Les neuroscientifiques imaginent une explication potentielle de la capacité innée
En un sens, chacun de nous commence sa vie prêt à agir. De nombreux animaux réalisent des exploits incroyables peu après leur naissance. Les araignées tissent des toiles. Les baleines nagent. Mais d’où viennent ces capacités innées ? De toute évidence, le cerveau joue un rôle clé car il contient les milliards de connexions neuronales nécessaires au contrôle de comportements complexes.
Cependant, le génome ne dispose que d’un espace pour une petite fraction de cette information. Ce paradoxe a déconcerté les scientifiques pendant des décennies. Aujourd’hui, les professeurs Anthony Zador et Alexei Koulakov du Cold Spring Harbor Laboratory (CSHL) ont conçu une solution potentielle utilisant l’intelligence artificielle.
Lorsque Zador rencontre ce problème pour la première fois, il lui donne une nouvelle tournure. « Et si la capacité limitée du génome était précisément ce qui nous rend si intelligents ? » se demande-t-il. « Et si c'était une fonctionnalité, pas un bug ? »
En d’autres termes, peut-être pouvons-nous agir intelligemment et apprendre rapidement car les limites du génome nous obligent à nous adapter. Il s’agit d’une idée grande et audacieuse, difficile à démontrer. Après tout, nous ne pouvons pas étendre les expériences en laboratoire sur des milliards d’années d’évolution. C’est là qu’émerge l’idée de l’algorithme du goulot d’étranglement génomique.

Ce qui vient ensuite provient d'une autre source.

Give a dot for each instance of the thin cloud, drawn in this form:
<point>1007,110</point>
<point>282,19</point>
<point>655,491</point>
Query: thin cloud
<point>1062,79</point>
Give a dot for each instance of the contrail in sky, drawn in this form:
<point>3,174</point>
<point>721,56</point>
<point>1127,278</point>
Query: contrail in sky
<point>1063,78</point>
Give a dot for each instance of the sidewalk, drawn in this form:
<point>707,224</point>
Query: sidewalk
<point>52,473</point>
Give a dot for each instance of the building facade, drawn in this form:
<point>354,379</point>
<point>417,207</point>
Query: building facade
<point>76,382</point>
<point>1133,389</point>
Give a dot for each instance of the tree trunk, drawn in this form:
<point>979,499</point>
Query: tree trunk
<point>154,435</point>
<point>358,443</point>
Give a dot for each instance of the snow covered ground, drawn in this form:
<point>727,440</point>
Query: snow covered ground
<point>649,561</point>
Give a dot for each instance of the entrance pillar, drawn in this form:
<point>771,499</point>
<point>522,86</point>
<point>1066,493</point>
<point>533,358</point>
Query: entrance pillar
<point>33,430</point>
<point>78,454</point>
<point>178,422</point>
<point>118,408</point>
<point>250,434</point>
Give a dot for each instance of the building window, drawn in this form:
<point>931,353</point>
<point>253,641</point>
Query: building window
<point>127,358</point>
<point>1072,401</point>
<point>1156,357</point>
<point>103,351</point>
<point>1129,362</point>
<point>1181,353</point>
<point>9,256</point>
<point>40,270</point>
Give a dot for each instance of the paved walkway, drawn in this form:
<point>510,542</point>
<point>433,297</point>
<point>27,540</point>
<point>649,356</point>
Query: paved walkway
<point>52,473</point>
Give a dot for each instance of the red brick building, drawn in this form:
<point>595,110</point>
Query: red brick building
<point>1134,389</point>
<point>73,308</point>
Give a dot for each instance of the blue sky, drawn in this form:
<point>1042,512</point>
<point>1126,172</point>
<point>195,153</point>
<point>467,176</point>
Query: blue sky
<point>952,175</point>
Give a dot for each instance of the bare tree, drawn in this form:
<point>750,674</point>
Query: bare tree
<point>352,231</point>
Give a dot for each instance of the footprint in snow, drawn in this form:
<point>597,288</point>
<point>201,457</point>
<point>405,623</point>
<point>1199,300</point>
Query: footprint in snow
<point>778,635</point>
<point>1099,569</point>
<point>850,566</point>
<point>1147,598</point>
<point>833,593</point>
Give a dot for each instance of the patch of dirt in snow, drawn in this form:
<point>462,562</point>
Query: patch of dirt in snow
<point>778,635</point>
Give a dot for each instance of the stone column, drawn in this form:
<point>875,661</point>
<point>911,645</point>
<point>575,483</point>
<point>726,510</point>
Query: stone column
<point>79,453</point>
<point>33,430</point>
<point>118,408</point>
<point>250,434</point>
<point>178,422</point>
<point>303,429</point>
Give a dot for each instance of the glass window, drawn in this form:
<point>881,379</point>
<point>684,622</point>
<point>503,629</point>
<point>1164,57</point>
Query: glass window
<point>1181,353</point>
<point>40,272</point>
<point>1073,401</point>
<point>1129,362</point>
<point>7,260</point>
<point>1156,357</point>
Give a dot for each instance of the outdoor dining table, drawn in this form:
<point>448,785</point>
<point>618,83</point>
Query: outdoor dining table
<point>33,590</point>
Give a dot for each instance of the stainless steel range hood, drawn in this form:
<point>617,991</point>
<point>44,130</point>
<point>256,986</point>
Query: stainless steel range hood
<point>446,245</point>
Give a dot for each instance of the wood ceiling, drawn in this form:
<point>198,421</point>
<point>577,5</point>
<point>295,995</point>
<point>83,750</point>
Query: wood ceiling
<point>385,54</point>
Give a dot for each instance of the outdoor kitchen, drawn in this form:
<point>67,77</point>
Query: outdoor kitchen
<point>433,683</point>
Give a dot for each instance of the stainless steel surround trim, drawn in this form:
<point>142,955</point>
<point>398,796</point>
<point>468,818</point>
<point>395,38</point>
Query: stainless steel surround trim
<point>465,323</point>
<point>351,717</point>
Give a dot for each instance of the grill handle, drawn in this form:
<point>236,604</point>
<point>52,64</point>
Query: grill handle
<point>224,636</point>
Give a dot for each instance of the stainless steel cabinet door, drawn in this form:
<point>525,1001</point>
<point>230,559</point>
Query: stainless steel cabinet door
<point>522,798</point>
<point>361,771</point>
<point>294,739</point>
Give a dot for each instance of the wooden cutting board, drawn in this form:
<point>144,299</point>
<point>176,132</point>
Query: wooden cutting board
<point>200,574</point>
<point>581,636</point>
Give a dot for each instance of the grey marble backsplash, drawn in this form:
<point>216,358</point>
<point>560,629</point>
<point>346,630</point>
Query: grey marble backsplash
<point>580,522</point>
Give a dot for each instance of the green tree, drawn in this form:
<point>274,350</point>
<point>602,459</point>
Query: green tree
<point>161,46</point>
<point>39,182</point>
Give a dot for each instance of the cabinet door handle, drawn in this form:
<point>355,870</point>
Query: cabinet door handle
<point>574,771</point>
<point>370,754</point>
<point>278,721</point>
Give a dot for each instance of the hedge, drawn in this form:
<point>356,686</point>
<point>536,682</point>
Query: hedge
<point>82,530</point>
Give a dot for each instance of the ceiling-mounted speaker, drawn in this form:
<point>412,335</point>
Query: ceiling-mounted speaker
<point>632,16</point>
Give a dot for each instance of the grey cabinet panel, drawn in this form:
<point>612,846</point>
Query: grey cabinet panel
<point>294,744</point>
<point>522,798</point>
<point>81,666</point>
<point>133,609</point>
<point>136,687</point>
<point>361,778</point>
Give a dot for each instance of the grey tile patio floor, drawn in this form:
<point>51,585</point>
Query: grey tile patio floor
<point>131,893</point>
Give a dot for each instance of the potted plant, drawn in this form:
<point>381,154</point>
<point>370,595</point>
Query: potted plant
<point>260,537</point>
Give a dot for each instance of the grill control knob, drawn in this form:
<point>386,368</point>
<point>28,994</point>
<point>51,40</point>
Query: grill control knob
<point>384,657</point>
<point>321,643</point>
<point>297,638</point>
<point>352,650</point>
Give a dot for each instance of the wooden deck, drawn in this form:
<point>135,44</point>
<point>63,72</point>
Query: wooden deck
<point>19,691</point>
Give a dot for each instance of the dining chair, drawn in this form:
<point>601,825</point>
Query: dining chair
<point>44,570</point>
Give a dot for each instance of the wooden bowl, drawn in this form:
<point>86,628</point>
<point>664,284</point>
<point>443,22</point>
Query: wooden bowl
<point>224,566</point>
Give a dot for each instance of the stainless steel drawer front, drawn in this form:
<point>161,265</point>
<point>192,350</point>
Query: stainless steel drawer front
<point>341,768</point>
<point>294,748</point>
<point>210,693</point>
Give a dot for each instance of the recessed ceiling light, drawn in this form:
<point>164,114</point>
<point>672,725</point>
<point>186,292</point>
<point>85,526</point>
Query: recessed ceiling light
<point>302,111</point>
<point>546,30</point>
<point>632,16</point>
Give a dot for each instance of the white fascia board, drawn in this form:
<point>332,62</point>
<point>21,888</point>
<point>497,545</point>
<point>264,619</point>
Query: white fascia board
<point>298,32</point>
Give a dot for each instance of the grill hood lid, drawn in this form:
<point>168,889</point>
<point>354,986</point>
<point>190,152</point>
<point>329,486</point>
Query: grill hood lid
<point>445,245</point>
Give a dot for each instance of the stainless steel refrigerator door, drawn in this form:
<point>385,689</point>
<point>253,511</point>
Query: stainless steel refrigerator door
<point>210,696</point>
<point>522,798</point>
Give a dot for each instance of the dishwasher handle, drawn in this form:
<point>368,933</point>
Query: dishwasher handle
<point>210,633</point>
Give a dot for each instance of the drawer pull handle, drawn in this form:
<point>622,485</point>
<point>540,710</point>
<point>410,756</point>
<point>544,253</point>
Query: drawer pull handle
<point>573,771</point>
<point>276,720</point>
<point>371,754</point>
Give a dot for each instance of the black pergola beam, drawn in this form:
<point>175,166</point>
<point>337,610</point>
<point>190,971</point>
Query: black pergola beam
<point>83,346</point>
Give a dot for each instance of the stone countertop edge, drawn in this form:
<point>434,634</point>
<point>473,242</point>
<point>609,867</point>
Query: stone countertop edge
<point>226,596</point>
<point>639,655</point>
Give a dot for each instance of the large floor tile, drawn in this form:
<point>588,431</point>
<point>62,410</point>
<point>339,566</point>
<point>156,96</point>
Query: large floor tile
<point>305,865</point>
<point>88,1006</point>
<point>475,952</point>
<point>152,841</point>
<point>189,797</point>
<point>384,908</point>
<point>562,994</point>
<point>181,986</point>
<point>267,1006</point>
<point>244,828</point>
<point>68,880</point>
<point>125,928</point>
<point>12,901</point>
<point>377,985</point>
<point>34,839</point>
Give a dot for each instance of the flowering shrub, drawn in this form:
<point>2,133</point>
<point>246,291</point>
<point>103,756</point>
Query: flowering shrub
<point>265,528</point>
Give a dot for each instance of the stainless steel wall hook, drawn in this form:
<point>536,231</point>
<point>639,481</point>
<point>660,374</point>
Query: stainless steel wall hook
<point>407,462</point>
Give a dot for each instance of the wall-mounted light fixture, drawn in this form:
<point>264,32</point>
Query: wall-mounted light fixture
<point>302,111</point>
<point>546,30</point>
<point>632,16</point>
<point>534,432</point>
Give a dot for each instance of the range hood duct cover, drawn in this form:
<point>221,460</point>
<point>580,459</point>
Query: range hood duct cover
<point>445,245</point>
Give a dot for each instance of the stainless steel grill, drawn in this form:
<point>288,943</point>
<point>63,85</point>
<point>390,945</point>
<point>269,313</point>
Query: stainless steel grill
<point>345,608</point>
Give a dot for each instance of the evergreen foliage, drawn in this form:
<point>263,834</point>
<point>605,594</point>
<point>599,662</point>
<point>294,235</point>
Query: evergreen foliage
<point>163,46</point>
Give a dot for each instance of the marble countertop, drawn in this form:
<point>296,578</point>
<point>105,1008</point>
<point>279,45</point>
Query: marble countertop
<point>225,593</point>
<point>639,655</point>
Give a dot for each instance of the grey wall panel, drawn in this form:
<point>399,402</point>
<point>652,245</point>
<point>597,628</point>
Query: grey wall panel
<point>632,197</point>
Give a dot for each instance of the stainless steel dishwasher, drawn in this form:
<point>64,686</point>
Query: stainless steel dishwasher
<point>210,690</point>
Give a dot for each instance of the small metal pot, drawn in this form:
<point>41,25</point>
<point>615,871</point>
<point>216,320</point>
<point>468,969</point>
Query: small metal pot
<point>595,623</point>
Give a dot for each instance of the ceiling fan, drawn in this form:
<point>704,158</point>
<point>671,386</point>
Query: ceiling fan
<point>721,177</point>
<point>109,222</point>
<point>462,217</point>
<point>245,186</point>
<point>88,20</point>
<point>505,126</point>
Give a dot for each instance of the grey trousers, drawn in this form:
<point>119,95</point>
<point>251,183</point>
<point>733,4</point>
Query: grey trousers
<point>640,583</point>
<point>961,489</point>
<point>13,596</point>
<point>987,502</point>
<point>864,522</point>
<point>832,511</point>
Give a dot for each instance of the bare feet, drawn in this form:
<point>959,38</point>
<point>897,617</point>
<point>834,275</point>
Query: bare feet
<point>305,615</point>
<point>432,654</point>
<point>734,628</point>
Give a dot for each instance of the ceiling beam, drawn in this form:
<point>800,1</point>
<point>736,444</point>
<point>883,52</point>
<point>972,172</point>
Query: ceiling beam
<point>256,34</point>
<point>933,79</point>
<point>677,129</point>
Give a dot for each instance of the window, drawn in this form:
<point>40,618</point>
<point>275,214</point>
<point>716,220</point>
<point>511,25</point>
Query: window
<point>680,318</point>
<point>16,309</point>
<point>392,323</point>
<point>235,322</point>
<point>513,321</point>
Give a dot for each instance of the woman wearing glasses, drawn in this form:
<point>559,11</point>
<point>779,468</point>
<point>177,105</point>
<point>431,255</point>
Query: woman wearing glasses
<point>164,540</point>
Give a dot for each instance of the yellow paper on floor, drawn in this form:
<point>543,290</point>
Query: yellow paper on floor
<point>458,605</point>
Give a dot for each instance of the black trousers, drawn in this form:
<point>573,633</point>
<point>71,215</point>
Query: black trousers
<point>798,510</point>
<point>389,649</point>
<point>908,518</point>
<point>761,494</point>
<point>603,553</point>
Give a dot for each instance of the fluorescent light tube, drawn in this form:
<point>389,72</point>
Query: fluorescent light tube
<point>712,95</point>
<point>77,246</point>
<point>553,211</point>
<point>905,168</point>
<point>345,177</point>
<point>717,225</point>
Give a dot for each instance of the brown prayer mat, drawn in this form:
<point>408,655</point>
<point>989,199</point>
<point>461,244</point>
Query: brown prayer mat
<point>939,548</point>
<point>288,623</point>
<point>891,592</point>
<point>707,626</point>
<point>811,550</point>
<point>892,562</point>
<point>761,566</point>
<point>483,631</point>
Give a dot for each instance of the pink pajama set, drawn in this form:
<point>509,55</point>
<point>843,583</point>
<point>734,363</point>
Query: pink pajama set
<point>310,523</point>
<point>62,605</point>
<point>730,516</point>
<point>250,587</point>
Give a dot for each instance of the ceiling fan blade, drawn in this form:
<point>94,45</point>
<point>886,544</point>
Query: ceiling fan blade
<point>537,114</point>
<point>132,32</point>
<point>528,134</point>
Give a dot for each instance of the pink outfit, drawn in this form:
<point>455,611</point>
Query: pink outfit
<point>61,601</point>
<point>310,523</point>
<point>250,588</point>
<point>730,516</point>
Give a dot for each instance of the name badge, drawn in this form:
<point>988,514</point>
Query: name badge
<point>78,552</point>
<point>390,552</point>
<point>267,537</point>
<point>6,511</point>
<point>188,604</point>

En IA, les générations ne s’étendent pas sur des décennies. De nouveaux modèles naissent en appuyant simplement sur un bouton. Les postdoctorants de Zador, Koulakov et CSHL, Divyansha Lachi et Sergey Shuvaev, ont entrepris de développer un algorithme informatique qui regroupe des tas de données dans un package soigné, un peu comme notre génome pourrait compresser les informations nécessaires pour former des circuits cérébraux fonctionnels. Ils testent ensuite cet algorithme sur des réseaux d’IA qui subissent plusieurs cycles de formation.
L'étude est publiée dans la revue Actes de l'Académie nationale des sciences.
Étonnamment, ils découvrent que le nouvel algorithme non entraîné effectue des tâches telles que la reconnaissance d’images presque aussi efficacement que l’IA de pointe. Leur algorithme tient même sa place dans des jeux vidéo comme Space Invaders. C'est comme s'il comprenait naturellement comment jouer.
Cela signifie-t-il que l’IA va bientôt reproduire nos capacités naturelles ? « Nous n'avons pas atteint ce niveau », déclare Koulakov. « L'architecture corticale du cerveau peut contenir environ 280 téraoctets d'informations, soit 32 ans de vidéo haute définition. Nos génomes peuvent contenir environ une heure. Cela implique qu'une technologie de compression 400 000 fois ne peut pas encore correspondre. »
Néanmoins, l’algorithme permet des niveaux de compression jusqu’à présent inédits en IA. Cette fonctionnalité pourrait avoir des utilisations impressionnantes dans le domaine technologique. Shuvaev, l'auteur principal de l'étude, explique : « Par exemple, si vous vouliez exécuter un grand modèle de langage sur un téléphone portable, un moyen [the algorithm] pourrait être utilisé est de déplier votre modèle couche par couche sur le matériel. »
De telles applications pourraient signifier une IA plus évoluée avec des durées d’exécution plus rapides. Et dire qu’il n’a fallu que 3,5 milliards d’années d’évolution pour en arriver là.